Hayır deyince güçleniyorum sanki. Hayır deyince cesaretleniyorum sanki. Bu hayırları büyük büyük şeylere verilen hayırlar olarak düşünmeyin sakın. Küçücük hayırlar bile çok motive ediyor insanı. Mesela çayı azaltmakla ilgili bir karar aldım. “Çay içecek misin?” sorusuna hayır dediğimde de kendimde bir mutluluk hissediyorum. “Evet, hayır dedim. İrademe hakim oldum” diyorum.
BONUS YAZI: Kendimize hayır diyebiliyor muyuz?
foto kaynak: unsplash.com |
SOSYAL MEDYA HAKARETLERİNE, HINCAL ULUÇ TAKTİĞİ…
Bir tane
YouTuber, kendisi hakkında Ekşi Sözlük’te yazılmış olan hakaret içerikli
yorumlardan bahsediyordu. Ve bazıları hakkında da dava açacağını söylüyordu. Bu
gibi durumlarda aklıma her zaman Hıncal Uluç gelir. “Benim hiçbir sosyal medya
hesabım yok. Ve orada yazılanlar zerre umurumda değil. Ben yazılarımı onlara
göre değil, kendi istediğime göre yazarım” der. Bunu yapmak ne kadar mümkün
bilmiyorum ama Hıncal Uluç’un bu düşünüş tarzına hayranım.
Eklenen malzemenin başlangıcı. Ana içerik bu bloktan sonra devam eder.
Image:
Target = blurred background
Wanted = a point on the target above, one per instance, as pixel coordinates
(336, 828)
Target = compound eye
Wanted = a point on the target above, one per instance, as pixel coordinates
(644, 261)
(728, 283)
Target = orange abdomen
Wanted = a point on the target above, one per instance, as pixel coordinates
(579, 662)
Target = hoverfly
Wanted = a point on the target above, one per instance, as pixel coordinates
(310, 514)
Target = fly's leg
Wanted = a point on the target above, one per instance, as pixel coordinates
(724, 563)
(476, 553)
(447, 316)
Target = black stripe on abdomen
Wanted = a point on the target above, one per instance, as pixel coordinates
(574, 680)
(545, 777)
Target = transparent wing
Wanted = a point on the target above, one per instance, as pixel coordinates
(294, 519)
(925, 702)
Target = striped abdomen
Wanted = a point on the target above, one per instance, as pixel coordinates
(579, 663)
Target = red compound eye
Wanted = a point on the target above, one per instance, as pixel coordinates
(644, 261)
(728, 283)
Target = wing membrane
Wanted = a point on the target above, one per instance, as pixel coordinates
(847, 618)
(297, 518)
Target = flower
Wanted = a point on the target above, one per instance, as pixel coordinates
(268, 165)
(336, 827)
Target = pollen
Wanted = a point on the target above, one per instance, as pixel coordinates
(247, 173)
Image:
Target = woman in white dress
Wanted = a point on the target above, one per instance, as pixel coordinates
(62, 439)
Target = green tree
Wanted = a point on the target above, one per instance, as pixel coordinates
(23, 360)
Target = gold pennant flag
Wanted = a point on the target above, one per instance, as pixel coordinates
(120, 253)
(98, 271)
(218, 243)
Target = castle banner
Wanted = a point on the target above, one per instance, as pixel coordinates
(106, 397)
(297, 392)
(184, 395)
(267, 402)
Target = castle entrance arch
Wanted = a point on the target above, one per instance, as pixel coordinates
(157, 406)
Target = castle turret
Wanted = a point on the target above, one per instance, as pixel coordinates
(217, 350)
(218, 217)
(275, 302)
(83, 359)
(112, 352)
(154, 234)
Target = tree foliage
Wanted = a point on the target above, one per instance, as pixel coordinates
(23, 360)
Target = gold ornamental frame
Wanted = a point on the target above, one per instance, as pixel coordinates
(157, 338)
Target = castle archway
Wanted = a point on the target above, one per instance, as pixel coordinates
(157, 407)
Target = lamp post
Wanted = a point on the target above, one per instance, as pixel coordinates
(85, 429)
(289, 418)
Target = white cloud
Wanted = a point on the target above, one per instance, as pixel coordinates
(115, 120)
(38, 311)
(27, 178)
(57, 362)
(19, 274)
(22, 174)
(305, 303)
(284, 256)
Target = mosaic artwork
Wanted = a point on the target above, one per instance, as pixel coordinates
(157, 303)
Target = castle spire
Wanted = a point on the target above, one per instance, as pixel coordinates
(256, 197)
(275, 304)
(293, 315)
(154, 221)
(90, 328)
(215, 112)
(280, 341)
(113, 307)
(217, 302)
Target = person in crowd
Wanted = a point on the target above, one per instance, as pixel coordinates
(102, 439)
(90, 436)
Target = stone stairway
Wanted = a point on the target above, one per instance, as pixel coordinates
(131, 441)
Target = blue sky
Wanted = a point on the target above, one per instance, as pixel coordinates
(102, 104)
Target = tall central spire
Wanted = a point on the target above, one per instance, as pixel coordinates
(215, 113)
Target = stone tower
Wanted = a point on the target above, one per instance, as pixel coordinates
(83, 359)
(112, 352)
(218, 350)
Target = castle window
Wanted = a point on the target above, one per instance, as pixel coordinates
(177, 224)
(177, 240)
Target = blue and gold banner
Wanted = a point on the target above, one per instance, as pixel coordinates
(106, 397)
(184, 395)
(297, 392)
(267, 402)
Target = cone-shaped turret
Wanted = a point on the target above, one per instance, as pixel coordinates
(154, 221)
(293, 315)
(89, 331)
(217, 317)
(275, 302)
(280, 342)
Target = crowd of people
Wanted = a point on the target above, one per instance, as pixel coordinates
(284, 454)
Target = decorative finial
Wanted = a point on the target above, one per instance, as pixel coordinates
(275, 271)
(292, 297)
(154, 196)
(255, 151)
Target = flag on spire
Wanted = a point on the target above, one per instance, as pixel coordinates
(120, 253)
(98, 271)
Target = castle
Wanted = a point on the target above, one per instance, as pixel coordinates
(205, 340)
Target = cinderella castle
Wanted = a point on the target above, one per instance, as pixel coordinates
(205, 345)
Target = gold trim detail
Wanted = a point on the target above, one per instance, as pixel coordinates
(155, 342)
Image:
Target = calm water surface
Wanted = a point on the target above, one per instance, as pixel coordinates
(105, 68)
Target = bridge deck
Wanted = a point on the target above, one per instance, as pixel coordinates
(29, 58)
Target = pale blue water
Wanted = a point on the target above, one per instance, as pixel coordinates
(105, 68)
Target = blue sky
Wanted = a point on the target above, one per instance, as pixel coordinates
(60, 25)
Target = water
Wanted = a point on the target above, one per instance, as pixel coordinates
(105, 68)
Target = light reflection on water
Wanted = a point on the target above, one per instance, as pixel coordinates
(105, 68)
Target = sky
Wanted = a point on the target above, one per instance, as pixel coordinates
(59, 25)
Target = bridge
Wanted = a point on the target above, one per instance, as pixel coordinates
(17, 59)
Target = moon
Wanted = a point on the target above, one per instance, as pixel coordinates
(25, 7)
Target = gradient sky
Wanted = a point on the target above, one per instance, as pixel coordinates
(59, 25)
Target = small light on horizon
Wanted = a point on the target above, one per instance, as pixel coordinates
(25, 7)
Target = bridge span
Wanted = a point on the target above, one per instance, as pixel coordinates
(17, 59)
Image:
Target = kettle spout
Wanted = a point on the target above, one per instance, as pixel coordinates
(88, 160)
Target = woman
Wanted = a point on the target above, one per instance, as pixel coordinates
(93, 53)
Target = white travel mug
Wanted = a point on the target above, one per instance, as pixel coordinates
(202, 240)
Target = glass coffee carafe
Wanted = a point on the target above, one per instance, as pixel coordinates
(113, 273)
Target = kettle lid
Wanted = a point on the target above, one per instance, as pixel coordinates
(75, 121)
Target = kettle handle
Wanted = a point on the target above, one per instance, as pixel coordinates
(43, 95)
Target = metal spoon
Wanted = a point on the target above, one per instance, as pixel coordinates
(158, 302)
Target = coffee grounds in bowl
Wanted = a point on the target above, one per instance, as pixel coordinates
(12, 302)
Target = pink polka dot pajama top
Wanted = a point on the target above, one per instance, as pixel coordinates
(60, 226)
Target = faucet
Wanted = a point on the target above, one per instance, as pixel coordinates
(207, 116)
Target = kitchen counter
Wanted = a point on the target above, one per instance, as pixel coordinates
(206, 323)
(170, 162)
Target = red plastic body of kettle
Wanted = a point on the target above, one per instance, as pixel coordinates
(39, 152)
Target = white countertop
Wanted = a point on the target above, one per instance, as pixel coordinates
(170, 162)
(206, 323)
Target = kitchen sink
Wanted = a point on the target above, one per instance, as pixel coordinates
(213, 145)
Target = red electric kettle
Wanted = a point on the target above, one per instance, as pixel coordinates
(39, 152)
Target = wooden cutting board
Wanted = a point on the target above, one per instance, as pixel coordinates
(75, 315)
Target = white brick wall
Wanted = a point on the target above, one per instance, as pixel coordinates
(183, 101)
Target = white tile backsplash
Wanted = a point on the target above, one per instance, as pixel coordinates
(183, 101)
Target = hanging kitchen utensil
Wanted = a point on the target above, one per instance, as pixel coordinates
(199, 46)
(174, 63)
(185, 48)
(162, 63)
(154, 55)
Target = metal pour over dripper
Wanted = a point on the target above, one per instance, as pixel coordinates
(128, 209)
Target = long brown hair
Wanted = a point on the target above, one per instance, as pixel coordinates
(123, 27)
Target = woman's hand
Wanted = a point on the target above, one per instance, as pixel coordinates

TABLO SATIŞLARINI BİLE PİS İŞLERE KARIŞTIRMIŞLAR…
Tablolar bilmem
kaç milyon dolarlara satılıyor ya. İşte bunları alanların bazıları sanatı çok
sevdikleri için almıyorlarmış o tabloları. Kara para aklamak için bir paravan
olarak kullanıyorlarmış bunu. Şu dünyada hiçbir şey göründüğü gibi değil. Az biraz
deşince olayların arkasından neler çıkıyor bunun gibi.
OKUL ARKADAŞIYMIŞLAR…
Rasim Öztekin,
dün hayatını kaybetmişti. Yarın da cenazesi var. Fatih Altaylı’nın yazısında
okudum. Meğerse okuldan arkadaşmışlar. Hem de aynı sınıftalarmış. “İyin
insanların da, kimselerin sırtına basmadan bir yerlere geleceğinin örneğidir
Rasim” demiş Fatih Altaylı.
SEYİRCİYE GEÇEN AĞLAMA…
Hekimoğlu’nda,
Zeynep karakterinin ağlama sahneleri çok gerçekçi. Hatta şunu söyleyebilirim:
Gerçek hayattaki ağlamasını izliyoruz biz dizide. Eminim gerçek hayatında da
dizideki gibi ağlıyordur. Bazılarının ağlaması hiç gerçekçi olmuyor. Bunu izlerken
anlıyorsunuz. Zorlama bir ağlama olduğu hissine kapılıyorsunuz. Ama Zeynep
karakterini oynayan Damla Colbay’da asla böyle bir şey hissetmiyorsunuz.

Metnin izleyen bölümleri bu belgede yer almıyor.